偶然と必然

昨日14日、同じ新領域環境学に属する国際協力学専攻の学生さんが来てくれました。彼女は、私が学生の頃に下宿していたお部屋の、今の住人なんです。
その下宿は東大地震研元所長だった先生のお宅の一部を学生に貸しておられて、私の頃はご退官から日が経っていなくて、東大から移した火山岩が食堂にゴロゴロしていました。さすがに今はもうきれいに片づいているとか。。。

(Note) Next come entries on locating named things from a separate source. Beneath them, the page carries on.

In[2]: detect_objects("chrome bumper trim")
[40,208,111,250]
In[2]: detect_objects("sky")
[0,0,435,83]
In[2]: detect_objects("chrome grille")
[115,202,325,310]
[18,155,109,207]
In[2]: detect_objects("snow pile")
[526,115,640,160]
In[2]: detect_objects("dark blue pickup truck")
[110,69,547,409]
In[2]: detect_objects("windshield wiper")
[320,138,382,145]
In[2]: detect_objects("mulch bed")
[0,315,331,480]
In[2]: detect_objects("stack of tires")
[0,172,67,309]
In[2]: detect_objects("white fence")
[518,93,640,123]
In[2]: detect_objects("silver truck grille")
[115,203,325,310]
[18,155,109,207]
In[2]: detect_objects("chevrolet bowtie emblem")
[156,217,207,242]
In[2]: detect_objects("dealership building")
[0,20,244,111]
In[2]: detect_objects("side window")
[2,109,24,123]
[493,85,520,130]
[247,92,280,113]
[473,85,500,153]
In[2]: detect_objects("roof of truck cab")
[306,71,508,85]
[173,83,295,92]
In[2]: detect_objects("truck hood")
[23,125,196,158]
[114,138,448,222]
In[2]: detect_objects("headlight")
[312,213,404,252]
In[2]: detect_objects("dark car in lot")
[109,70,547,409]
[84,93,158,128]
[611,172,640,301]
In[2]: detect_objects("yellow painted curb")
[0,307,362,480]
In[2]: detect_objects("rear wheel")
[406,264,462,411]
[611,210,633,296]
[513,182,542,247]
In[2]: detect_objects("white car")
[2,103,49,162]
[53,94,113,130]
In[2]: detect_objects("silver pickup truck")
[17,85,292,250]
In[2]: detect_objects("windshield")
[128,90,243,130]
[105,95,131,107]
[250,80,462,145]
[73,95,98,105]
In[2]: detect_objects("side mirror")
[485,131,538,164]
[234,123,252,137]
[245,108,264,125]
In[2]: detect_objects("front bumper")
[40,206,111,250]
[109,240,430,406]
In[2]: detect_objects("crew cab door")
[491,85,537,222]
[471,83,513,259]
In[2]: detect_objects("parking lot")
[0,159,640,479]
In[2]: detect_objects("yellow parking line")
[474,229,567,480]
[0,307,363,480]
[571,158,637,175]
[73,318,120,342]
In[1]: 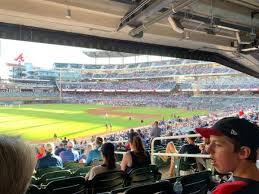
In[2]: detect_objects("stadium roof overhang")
[0,0,259,78]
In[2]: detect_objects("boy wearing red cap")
[196,117,259,194]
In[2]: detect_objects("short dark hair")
[231,139,257,163]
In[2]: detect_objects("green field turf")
[0,104,208,141]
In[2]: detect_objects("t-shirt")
[212,177,259,194]
[126,151,151,173]
[179,144,200,171]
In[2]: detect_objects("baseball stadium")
[0,0,259,194]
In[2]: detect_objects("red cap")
[195,128,224,138]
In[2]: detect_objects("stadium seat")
[38,170,71,186]
[124,180,173,194]
[31,176,38,185]
[166,171,211,194]
[86,171,125,194]
[44,177,85,194]
[127,165,161,185]
[64,162,85,170]
[26,184,42,194]
[35,167,63,178]
[72,166,92,177]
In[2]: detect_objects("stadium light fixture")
[167,15,184,34]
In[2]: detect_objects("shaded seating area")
[35,167,63,177]
[126,165,162,185]
[86,171,125,194]
[103,171,211,194]
[26,165,212,194]
[166,171,212,194]
[123,180,173,194]
[26,177,85,194]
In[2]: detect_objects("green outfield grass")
[0,104,208,141]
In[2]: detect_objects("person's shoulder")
[212,181,248,194]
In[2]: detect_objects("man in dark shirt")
[179,131,200,176]
[36,143,63,168]
[150,121,162,146]
[55,142,66,156]
[196,117,259,194]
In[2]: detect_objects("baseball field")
[0,104,208,142]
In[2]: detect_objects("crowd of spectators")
[64,93,259,111]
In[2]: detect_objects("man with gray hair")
[59,141,79,163]
[36,143,63,168]
[0,135,36,194]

店子どうしが同じ環境棟に教授と博士課程学生でいることに、一番喜んでくださったのは、恐らく先生の奥様です。それはそれはお美しい方で、学生だった私に「化粧はしなくていいから、日焼けだけは気をつけなさい」と教えてくれました。私がしょっちゅう野外調査をしていてるのにそれほど皺が目立たないのは、奥様のこの忠告の賜と、とても感謝しています。
この新領域にはもう一つ、私にとっての偶然があります。国連環境計画に就職しようと文科三類(国際関係論進学予定で)に入った私が、何となく採ってしまった全学ゼミ「環境問題研究法入門」。当時、東大工学部化学工学の講師として、その講義を担当されていたのが、新領域環境システム学専攻の柳沢教授です。
当時の柳沢先生の講義は、スミス夫妻の写真集「水俣」から始まりました。胎児性水俣病患者の写真が示すもの、それが私の環境研究の基本となり、理学部に進学するきっかけとなりました。
若い頃の偶然は、歳を重ね経験が重なると、必然の一部だったとしか見えなくなるようです。寿命の半分を越した私の年頃は、これからそういうことが少しづつ見えてくるのでしょう。そして今、様々な偶然に、学生さん達は遭遇されているのでしょうか。。。